Yes! My eyes prickle with tears. The good kind. When I left, she was debating if the hot single dad she’d accidentally started dating this summer was worth a real risk after he betrayed her trust. “For real?”
“He’s right here. Want to say hi?”
I do.
I want to hear Bea’s British boyfriend say something normal and funny, and I want to tell him if he ever lies to her again about anything, I’ll murder him, and then I want Bea to tell me every last detail about how they made up, but I don’t have time.

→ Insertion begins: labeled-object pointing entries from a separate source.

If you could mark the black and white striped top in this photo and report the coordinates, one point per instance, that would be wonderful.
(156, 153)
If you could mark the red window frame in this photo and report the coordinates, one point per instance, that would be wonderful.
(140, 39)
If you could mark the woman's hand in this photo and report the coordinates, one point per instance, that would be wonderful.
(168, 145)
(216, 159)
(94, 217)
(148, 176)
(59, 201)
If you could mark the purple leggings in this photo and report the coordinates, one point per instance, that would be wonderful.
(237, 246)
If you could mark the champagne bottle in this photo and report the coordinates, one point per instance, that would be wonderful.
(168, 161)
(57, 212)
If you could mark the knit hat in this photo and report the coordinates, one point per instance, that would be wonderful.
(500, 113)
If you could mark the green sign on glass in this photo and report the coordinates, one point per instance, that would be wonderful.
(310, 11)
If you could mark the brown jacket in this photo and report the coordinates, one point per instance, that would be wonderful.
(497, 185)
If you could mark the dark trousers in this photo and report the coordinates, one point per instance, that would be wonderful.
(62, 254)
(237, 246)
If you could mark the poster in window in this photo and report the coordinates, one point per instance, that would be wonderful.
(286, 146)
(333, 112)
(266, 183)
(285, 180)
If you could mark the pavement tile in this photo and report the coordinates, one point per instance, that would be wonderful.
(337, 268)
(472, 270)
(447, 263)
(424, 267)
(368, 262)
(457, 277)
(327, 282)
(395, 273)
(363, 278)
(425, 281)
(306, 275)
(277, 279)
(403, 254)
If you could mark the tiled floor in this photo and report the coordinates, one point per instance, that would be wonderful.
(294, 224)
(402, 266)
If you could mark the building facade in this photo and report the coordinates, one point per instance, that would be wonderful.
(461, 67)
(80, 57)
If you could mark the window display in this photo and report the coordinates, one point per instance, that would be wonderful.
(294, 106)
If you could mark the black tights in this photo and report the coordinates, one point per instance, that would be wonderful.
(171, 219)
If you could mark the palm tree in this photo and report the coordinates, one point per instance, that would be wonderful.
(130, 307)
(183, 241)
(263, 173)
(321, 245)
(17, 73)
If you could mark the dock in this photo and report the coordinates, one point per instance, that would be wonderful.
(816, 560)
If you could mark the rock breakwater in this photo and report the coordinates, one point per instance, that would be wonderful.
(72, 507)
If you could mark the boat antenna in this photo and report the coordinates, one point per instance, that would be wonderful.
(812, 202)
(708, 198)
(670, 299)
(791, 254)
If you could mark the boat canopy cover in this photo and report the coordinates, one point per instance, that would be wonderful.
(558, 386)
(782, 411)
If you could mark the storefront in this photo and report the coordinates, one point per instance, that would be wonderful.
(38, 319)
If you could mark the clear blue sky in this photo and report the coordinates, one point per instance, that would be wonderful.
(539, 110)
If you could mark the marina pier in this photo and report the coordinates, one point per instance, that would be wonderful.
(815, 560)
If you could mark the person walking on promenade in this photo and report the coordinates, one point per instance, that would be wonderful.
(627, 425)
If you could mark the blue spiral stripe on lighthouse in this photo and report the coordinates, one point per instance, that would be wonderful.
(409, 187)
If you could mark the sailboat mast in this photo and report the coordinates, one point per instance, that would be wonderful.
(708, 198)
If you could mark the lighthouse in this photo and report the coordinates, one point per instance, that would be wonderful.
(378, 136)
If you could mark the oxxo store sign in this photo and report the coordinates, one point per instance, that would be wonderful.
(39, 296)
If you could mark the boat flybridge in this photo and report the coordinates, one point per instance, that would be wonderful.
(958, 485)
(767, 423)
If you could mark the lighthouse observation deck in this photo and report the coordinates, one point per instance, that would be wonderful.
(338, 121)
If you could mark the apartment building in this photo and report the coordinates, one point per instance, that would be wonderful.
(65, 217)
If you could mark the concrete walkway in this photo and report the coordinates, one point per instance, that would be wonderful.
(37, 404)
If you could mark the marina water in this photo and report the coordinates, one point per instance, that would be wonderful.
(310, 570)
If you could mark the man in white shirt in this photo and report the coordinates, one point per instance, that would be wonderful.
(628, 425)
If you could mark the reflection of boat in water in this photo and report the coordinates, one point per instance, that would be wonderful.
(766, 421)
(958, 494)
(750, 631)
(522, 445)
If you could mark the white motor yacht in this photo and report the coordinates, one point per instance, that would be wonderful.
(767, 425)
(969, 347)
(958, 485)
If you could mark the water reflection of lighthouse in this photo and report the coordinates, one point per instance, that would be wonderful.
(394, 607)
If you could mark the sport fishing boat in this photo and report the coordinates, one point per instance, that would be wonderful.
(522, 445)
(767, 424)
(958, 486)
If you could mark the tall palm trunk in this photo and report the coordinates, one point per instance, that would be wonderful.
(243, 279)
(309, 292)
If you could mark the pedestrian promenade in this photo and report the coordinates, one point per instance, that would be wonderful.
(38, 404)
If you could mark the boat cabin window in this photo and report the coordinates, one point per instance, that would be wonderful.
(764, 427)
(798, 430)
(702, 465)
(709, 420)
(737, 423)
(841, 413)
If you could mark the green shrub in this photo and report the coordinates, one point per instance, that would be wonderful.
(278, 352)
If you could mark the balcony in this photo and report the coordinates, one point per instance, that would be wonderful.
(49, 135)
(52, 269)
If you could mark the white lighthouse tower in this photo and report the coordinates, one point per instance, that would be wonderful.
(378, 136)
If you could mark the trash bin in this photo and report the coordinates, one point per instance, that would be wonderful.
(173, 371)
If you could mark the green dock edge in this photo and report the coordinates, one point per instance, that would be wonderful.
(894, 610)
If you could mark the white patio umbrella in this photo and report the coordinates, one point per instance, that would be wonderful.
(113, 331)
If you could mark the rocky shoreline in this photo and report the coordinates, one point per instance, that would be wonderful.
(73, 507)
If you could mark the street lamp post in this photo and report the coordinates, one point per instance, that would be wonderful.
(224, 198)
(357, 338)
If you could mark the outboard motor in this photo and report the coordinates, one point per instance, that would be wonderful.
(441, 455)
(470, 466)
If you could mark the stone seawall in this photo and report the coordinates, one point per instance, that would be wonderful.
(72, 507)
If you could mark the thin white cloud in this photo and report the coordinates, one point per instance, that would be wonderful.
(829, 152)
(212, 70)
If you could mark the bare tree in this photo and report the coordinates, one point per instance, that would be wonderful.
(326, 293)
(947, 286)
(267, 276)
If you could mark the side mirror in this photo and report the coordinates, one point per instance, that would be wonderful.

“No, I need to go. He’s going to notice that I’m taking longer than I should in the bathroom. ”
“He? Who’s he?”
“Bea, I really have to go. But quick—are you happy?”
“Other than my best friend disappearing with an unnamed he and being really cryptic about it? Yes. Very happy.”
Best.
News.
Ever.
“I’ll be home as soon as I can.”
“Madame Petty told me you wouldn’t come home one day,” Bea blurts.
Stupid fortune teller.
Who’s too right sometimes. “Fuck Madame Petty. I’m coming home, and then I’ll tell you everything. I’ll call you every other day or so. So you know I’m still alive. Gotta dash, Bea. I love you.”
I hang up before she can stop me, and my nose gets that telltale sign that tears are on the way.
Everything I’m about to teach Oliver, Bea had to teach me.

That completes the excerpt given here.